I will never forget the day The Cursed Child came out, particularly because the streets of my quiet little town became crowded with wizards of all ages for the Harry Potter party. Everyone had preordered their books and donned their Hogwarts robes in anticipation of the Cursed Child release, and all the stores in town decided to get in on the action by decorating, passing out stickers, and selling Butter Beer. I, on the other hand, had yet to order my copy and didn’t pick one up until a few weeks after the release. That’s not to say that I wasn’t excited. I was just busy. And after finally picking up The Cursed Child and reading it, I can say that I do not regret waiting because it was not worth the hype. Fun? Yes, I read it in two days and I definitely enjoyed it. But worthy to be called the eighth story, as it says so on the cover? Well, it’s accurate to say the least. But no, I do not count Cursed Child as the eighth installment of the Harry Potter series.

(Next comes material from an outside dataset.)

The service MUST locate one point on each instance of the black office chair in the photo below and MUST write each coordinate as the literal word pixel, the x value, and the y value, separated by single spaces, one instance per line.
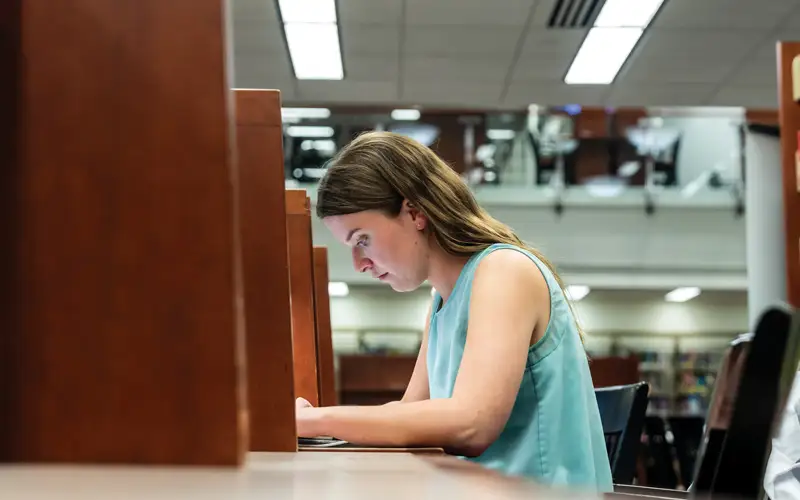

First off, the plot felt like it was pulled from a fan-fic site. Everyone has been speculating about whether or not all the Time-Turners were destroyed. Everyone has wanted the return of Cedric Diggory. Everyone wanted to believe that Bellatrix and Voldemort were having an affair, even though the movies were the only thing that implied that. Overall, the old characters felt like shadows of themselves, the new characters were not dynamic enough (excepting Scorpius, I’ll admit that I liked him), the ending was unsatisfying, and random bits of information were just inserted into the story (like the bit about the Trolley Lady, what were they thinking?). So yeah, Rowling endorsed fan-fiction at best.
Second, I was really looking forward to seeing what Cursed Child would do with its female characters, since we all wanted to be Hermione when we were little. I was sorely disappointed when the story centered around Albus and Scorpius, with guest appearances from Delphi, who turned out to be the villain in the end, and a lame one at that. I expected Rose to be the strong female until she turned out to be this arrogant child who wore her parent’s names too proudly. An older Hermione was pretty solid, until the writers saw fit to turn her into a nasty shrew in one reality where she was denied Ron’s all-redeeming love at a young age. Suffice to say, Cursed Child did not make great strides in feminist literature.
And finally, the format of the book. I personally, am a fan of reading plays. I know not everyone is, but there’s something satisfying in having everything necessary to the story be found in the dialogue and action, rather than pages of description or contemplation or whatever the author thought was important enough to write down but not have a character speak. But as someone who has read probably too many plays, I found some of the stage directions to be tedious and even demeaning. Maybe this is because I’m used to reading early modern plays which typically have very little stage directions beyond Enter, Exit, and Aside nor do they ever give acting notes. But the stage directions that said “This troubles Harry” or “He is hurt by this” frustrated me. Part of me thought that the writers were trying to assist readers who have never read a story in play format. But most of the time the dialogue was obviously meant to be read and reacted to a certain way and as an intelligent reader, I felt like I didn’t need to be coddled with redundant stage directions. I don’t think an author should ever underestimate their readers and I felt like I was being talked down to.
This isn’t to say there weren’t parts of Cursed Child that I enjoyed. As I said before, I really liked Scorpius, I liked that Snape got to make a reappearance, and I liked that Malfoy was able to find a little bit of redemption. It was good to reenter the Harry Potter universe and revisit some of my favorite characters. But overall, this book has not earned itself a true spot in the beloved HP series.